Diese Frage ist gar nicht so einfach zu beantworten; denn: Es geht um so Vieles! Die Haupthandlung besteht darin, dass Iris, eine gute Freundin der "namenlosen Erzählerin" - nachfolgend n.E. von mir genannt - einen jungen Studenten damit beauftragt, für die Zeit ihrer Reise zu den Schwiegereltern in Kalifornien Eureka, den Papagei der Familie, zu hüten (und dies ist keine leichte Aufgabe, da Eureka, der sehr selbstgefällig ist "und weiß, wie schön er ist", ein Zimmer für sich alleine hat - die Wände erinnern an den Dschungel, seine eigentliche Heimat; und jeden Tag viel Aufmerksamkeit braucht). Der Student ist ein Freund der Familie und Iris vertraut ihm, auch wenn sie um die problematischen Hintergründe des jungen Mannes weiß. Da dieser Student es jedoch vorzieht, nach Vermont zu ziehen, da New York eine schwer betroffene Stadt der Pandemie ist (2020), kommt die n.E. ins Spiel, die hier gerne einspringt, da die Wohnung von Iris (und was für eine: Luxuriös ist kein Ausdruck; das Ehepaar hat drei Anwesen; eins davon in New York) fußläufig erreichbar ist.
So freunden sich der zuerst schreiende Papagei und die n.E., die tagsüber gerne durch die Parks streift, nach und nach an. Sie empfindet Freude daran, mit ihm zu spielen und sich mit ihm zu beschäftigen. Bis eines Tages unvermittelt der Student zurückkehrt - und beide sich (auf Wunsch von Iris) die - zugegebenermaßen sehr große Wohnung - teilen müssen. Was der n.E. anfangs gar nicht behagt. Beide sich auch weitläufig aus dem Wege gehen, bis - ja bis der Student bemerkt, dass die n.E. nicht kochen kann und jeden Tag dieselben Sandwiches isst: Nun kocht er (das vegane Kochen hat er während eines Klinikaufenthalts gelernt) für beide, wenn sie auch nie zusammen essen. Die Einsätze als Hüter von Eureka verlängern sich, da das Baby, das Iris erwartet, früher zu kommen scheint.
Meine Meinung:
Ich habe selten einen Roman gelesen, der eher einer Aneinanderreihung von teils interessanten, teils aber auch verworrenen Gedanken glich und dem jedweder rote Faden fehlte. Themen gibt es zuhauf (Tod und Verlust; das Verhalten von Menschen, das in Pandemiezeiten nicht immer nachvollziehbar ist, die Literatur, das Schreiben, die Natur und der Mensch als ihr Zerstörer, der "Brain Fog" als Folge der Pandemie, das Scheitern und seine Wichtigkeit, um als "Destillat dessen daraus hervorzugehen, der man eigentlich ist" und so vieles mehr.

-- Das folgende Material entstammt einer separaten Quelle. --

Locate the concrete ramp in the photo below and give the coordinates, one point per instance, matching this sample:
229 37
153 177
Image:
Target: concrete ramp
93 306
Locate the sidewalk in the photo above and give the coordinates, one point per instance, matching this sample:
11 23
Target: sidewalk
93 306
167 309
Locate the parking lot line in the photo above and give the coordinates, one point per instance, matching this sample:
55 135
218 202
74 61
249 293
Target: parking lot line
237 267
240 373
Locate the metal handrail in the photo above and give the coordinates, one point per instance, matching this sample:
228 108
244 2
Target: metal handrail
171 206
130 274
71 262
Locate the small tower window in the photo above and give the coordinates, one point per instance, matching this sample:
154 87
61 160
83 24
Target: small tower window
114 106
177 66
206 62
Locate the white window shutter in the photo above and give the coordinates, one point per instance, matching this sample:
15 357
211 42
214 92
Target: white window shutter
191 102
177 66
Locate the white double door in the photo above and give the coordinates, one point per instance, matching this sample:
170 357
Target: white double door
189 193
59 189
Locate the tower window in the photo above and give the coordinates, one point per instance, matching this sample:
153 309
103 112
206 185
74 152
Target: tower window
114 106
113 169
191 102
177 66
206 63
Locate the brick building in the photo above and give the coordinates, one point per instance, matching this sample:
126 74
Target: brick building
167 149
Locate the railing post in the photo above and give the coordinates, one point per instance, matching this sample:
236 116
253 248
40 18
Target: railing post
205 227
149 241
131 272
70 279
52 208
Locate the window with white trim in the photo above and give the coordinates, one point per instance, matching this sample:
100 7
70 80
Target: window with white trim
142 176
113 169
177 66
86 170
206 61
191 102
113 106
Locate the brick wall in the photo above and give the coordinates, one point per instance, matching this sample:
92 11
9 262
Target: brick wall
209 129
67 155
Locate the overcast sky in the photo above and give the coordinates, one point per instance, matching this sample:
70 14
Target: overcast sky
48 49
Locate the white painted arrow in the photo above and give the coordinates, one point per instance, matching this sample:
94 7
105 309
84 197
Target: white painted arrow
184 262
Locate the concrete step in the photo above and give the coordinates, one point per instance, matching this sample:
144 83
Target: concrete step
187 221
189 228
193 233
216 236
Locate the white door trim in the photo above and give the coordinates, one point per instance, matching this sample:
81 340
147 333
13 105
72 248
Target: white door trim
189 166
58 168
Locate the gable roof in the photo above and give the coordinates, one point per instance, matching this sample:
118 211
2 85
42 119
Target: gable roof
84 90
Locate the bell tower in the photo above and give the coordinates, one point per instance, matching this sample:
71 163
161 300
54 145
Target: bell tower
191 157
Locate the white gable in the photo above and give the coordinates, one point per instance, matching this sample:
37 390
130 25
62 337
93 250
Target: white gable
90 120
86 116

Viele Themen sind an der Oberfläche geblieben; manche sind intellektuell und durchaus interessant, für eine tiefergehende Aussage reicht es jedoch nicht. Dagegen wird relativ schnell zum nächsten Thema übergegangen. Dies hat meine Lesefreude eher gebremst als sie anzufachen.
Der Roman ist in zwei Teile geteilt; dazwischen gibt es ein "Intermezzo", in dem es hauptsächlich um das Schreiben und das Lesen, um Literatur selbst geht. Hier fand ich einiges recht interessant, anderes nebensächlich. Nachdenklich stimmte hier, dass manche AutorInnen in der Lockdown-Zeit Probleme hatten, zu schreiben und sich zu konzentrieren (was dem Rest der Menschheit sicher ebenso erging). Der Stil ist schnörkellos, prägnant, die Kapitel sind kurz und vieles wirkte auf mich zusammenhanglos. Die interessanteste Figur war für mich der junge Student, dessen Ansichten ich teilte und von dem ich gerne mehr erfahren hätte. Im Klappentext geht es um "Nähe und Innigkeit in unwägbaren Zeiten", hier konkret um zwei Menschen wie die n.E., eine ältere Frau, und einen jungen Studenten, die sich in der "Papageien-Wohnung" einer sehr privilegierten Freundin miteinander arrangieren müssen: Von Nähe und Herzlichkeit war hier für mich allerdings meist wenig bis gar nichts zu spüren, was mehr von der n.E. auszugehen schien als von dem Studenten, den ich mochte und der dem Roman am Ende noch eine positive Wendung gibt, die auch Eureka gefallen haben dürfte.
Fazit:
Ein auf mich leider sehr fragmentarisch wirkender Roman in einer eher schwierigen Zeit (Pandemie, New York) um zwei Menschen, die sich um einen verwaisten Papagei kümmern. Eher eine wahllose Aneinanderreihung von (teils klugen, intellektuellen) Gedanken einer namenlosen Erzählerin, die für mich schemenhaft bleiben. Ähnlich wie der 'Brain Fog', der hier angesprochen wird. Der rote Faden fehlte und auch eine literarische Tiefe. Zumindest mir. Daher von mir knappe 3 Sterne.